Impact of strategies to reduce polypharmacy on clinically relevant endpoints: a systematic review and meta-analysis

Affiliations
Meta-Analysis

Impact of strategies to reduce polypharmacy on clinically relevant endpoints: a systematic review and meta-analysis

Tim Johansson et al. Br J Clin Pharmacol. 2016 Aug.

Abstract

Aim: The aim of the present study was to explore the impact of strategies to reduce polypharmacy on mortality, hospitalization and change in number of drugs.

Methods: Systematic review and meta-analysis: a systematic literature search targeting patients ≥65 years with polypharmacy (≥4 drugs), focusing on patient-relevant outcome measures, was conducted. We included controlled studies aiming to reduce polypharmacy. Two reviewers independently assessed studies for eligibility, extracted data and evaluated study quality.

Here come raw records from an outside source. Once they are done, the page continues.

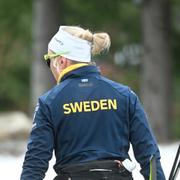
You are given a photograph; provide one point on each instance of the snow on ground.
(10, 166)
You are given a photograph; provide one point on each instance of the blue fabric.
(89, 134)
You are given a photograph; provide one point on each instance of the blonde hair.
(100, 41)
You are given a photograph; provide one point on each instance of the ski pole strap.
(152, 172)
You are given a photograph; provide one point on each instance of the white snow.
(10, 166)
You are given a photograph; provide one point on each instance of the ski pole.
(176, 171)
(171, 177)
(153, 169)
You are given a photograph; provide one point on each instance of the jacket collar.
(77, 70)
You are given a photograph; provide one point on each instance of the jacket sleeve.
(142, 139)
(40, 145)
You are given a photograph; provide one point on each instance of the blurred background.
(144, 55)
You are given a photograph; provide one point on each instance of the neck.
(69, 69)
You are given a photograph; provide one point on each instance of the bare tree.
(156, 66)
(47, 16)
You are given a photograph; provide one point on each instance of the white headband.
(78, 49)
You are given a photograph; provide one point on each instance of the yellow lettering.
(95, 105)
(67, 109)
(103, 104)
(112, 104)
(76, 107)
(86, 106)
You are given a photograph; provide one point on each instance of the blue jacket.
(88, 117)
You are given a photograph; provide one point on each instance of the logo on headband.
(59, 41)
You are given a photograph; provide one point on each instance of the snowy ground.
(10, 167)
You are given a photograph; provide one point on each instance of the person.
(88, 120)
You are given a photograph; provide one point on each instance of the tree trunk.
(156, 66)
(45, 25)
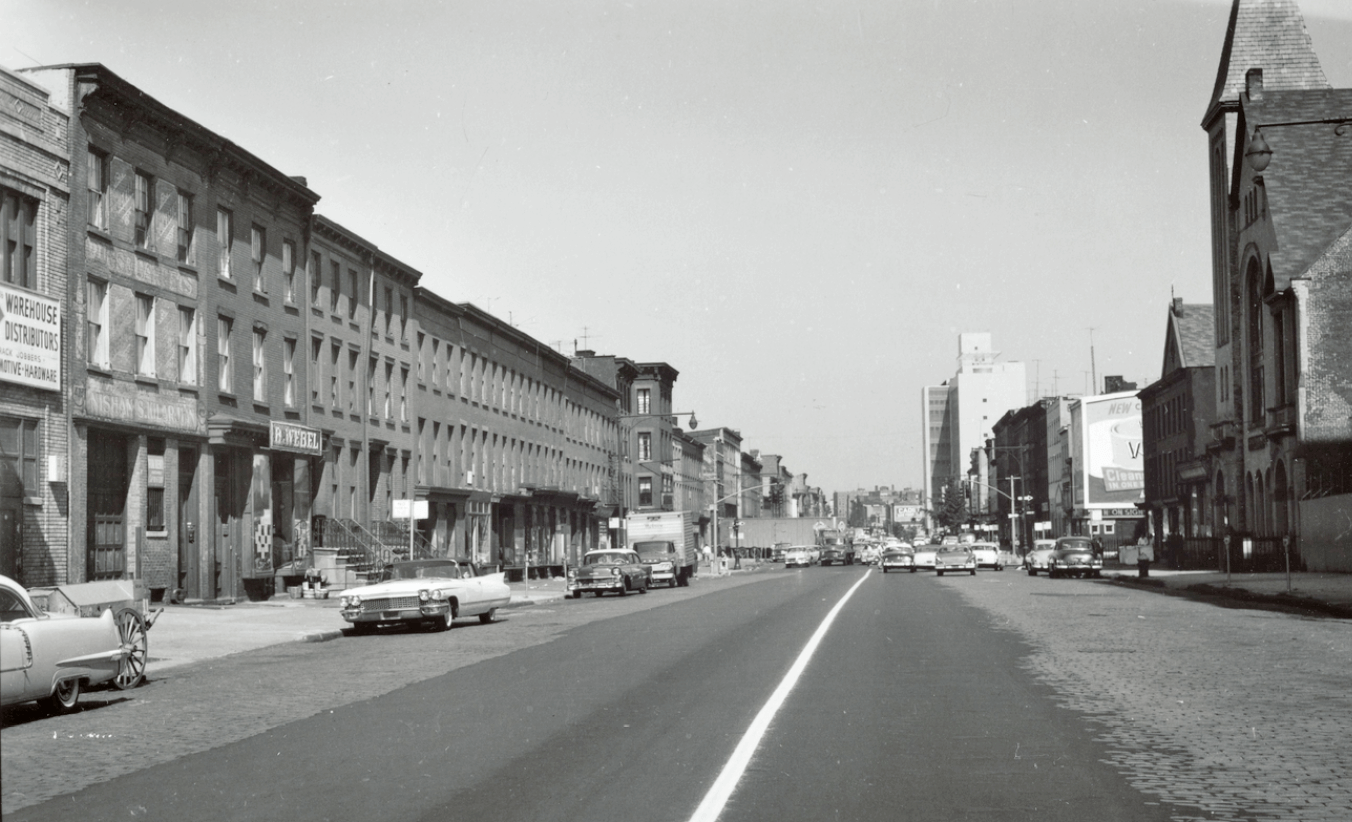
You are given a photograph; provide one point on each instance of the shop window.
(154, 484)
(18, 458)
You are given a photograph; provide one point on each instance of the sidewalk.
(1325, 592)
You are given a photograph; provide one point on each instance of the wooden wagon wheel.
(131, 629)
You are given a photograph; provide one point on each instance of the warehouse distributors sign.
(30, 338)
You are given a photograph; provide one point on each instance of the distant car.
(1074, 556)
(836, 554)
(987, 554)
(1037, 557)
(50, 657)
(897, 559)
(955, 557)
(426, 592)
(925, 556)
(609, 571)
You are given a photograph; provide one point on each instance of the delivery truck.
(665, 542)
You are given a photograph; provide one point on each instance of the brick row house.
(1281, 158)
(234, 388)
(34, 354)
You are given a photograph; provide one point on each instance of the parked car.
(50, 657)
(426, 592)
(1037, 557)
(834, 554)
(609, 571)
(955, 557)
(897, 559)
(987, 554)
(1074, 556)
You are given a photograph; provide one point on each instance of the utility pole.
(1093, 368)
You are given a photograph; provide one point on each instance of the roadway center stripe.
(717, 796)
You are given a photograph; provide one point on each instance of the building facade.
(35, 349)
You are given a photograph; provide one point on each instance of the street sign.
(400, 509)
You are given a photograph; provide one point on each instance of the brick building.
(1282, 214)
(1176, 415)
(37, 341)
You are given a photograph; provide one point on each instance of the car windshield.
(607, 559)
(444, 569)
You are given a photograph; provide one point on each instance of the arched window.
(1253, 326)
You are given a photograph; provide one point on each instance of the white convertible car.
(52, 656)
(431, 592)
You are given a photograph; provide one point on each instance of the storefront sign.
(291, 437)
(30, 338)
(125, 403)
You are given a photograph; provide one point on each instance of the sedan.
(609, 571)
(925, 556)
(955, 557)
(897, 559)
(50, 657)
(1036, 559)
(987, 554)
(426, 592)
(1074, 556)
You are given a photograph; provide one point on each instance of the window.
(333, 375)
(145, 335)
(317, 350)
(288, 269)
(257, 252)
(403, 395)
(154, 484)
(98, 185)
(96, 315)
(184, 229)
(315, 268)
(288, 369)
(145, 187)
(223, 380)
(187, 346)
(225, 234)
(18, 458)
(260, 365)
(18, 215)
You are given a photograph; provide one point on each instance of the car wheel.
(65, 696)
(131, 630)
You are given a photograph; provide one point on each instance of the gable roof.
(1270, 35)
(1309, 179)
(1190, 335)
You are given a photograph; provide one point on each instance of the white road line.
(722, 788)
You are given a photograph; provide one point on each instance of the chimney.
(1253, 84)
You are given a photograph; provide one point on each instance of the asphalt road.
(910, 707)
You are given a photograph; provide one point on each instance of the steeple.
(1268, 35)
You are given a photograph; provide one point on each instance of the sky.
(798, 206)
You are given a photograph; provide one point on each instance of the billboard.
(1113, 472)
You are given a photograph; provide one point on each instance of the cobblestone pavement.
(199, 706)
(1241, 714)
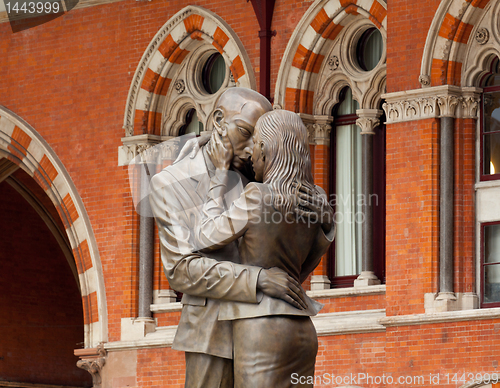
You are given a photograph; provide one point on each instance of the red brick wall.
(287, 14)
(447, 348)
(465, 143)
(41, 319)
(69, 79)
(412, 234)
(162, 367)
(407, 27)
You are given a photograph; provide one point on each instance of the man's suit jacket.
(268, 240)
(177, 197)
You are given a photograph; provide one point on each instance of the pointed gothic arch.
(155, 79)
(22, 145)
(309, 57)
(463, 35)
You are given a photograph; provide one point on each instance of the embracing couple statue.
(238, 245)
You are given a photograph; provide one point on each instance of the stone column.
(319, 130)
(368, 120)
(164, 294)
(146, 233)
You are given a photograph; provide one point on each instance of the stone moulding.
(92, 360)
(433, 102)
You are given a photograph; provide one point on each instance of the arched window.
(346, 187)
(490, 124)
(192, 125)
(490, 170)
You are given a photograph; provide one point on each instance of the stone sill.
(162, 337)
(345, 292)
(487, 184)
(5, 384)
(447, 316)
(318, 294)
(166, 307)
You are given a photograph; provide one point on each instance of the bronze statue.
(207, 279)
(272, 339)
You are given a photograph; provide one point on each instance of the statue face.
(258, 158)
(240, 129)
(237, 111)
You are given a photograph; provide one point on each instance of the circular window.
(192, 124)
(369, 49)
(214, 73)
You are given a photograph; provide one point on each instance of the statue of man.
(177, 197)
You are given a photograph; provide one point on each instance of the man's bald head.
(237, 111)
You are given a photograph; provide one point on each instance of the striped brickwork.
(450, 46)
(328, 20)
(23, 146)
(181, 35)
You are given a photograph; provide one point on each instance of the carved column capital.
(448, 104)
(368, 120)
(432, 102)
(92, 360)
(318, 128)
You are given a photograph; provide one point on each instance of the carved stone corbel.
(92, 360)
(322, 134)
(368, 120)
(448, 105)
(318, 128)
(432, 102)
(311, 132)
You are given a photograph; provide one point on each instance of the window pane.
(491, 103)
(492, 244)
(372, 50)
(214, 73)
(217, 74)
(492, 283)
(348, 205)
(491, 153)
(348, 106)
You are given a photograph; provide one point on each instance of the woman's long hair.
(288, 159)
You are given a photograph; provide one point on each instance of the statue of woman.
(272, 339)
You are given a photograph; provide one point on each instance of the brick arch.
(310, 43)
(185, 31)
(447, 41)
(22, 145)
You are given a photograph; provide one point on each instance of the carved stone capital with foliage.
(92, 360)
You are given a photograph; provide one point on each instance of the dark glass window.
(214, 73)
(490, 124)
(369, 49)
(345, 186)
(192, 125)
(490, 243)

Results: Twenty-five studies, including 10 980 participants, were included, comprising 21 randomized controlled trials and four nonrandomized controlled trials. The majority of the included studies aimed at improving quality or the appropriateness of prescribing by eliminating inappropriate and non-evidence-based drugs. These strategies to reduce polypharmacy had no effect on all-cause mortality (odds ratio 1.02; 95% confidence interval 0.84, 1.23). Only single studies found improvements, in terms of reducing the number of hospital admissions, in favour of the intervention group. At baseline, patients were taking, on average, 7.4 drugs in both the intervention and the control groups. At follow-up, the weighted mean number of drugs was reduced (-0.2) in the intervention group but increased (+0.2) in controls.

Conclusions: There is no convincing evidence that the strategies assessed in the present review are effective in reducing polypharmacy or have an impact on clinically relevant endpoints. Interventions are complex; it is still unclear how best to organize and implement them to achieve a reduction in inappropriate polypharmacy. There is therefore a need to develop more effective strategies to reduce inappropriate polypharmacy and to test them in large, pragmatic randomized controlled trials on effectiveness and feasibility.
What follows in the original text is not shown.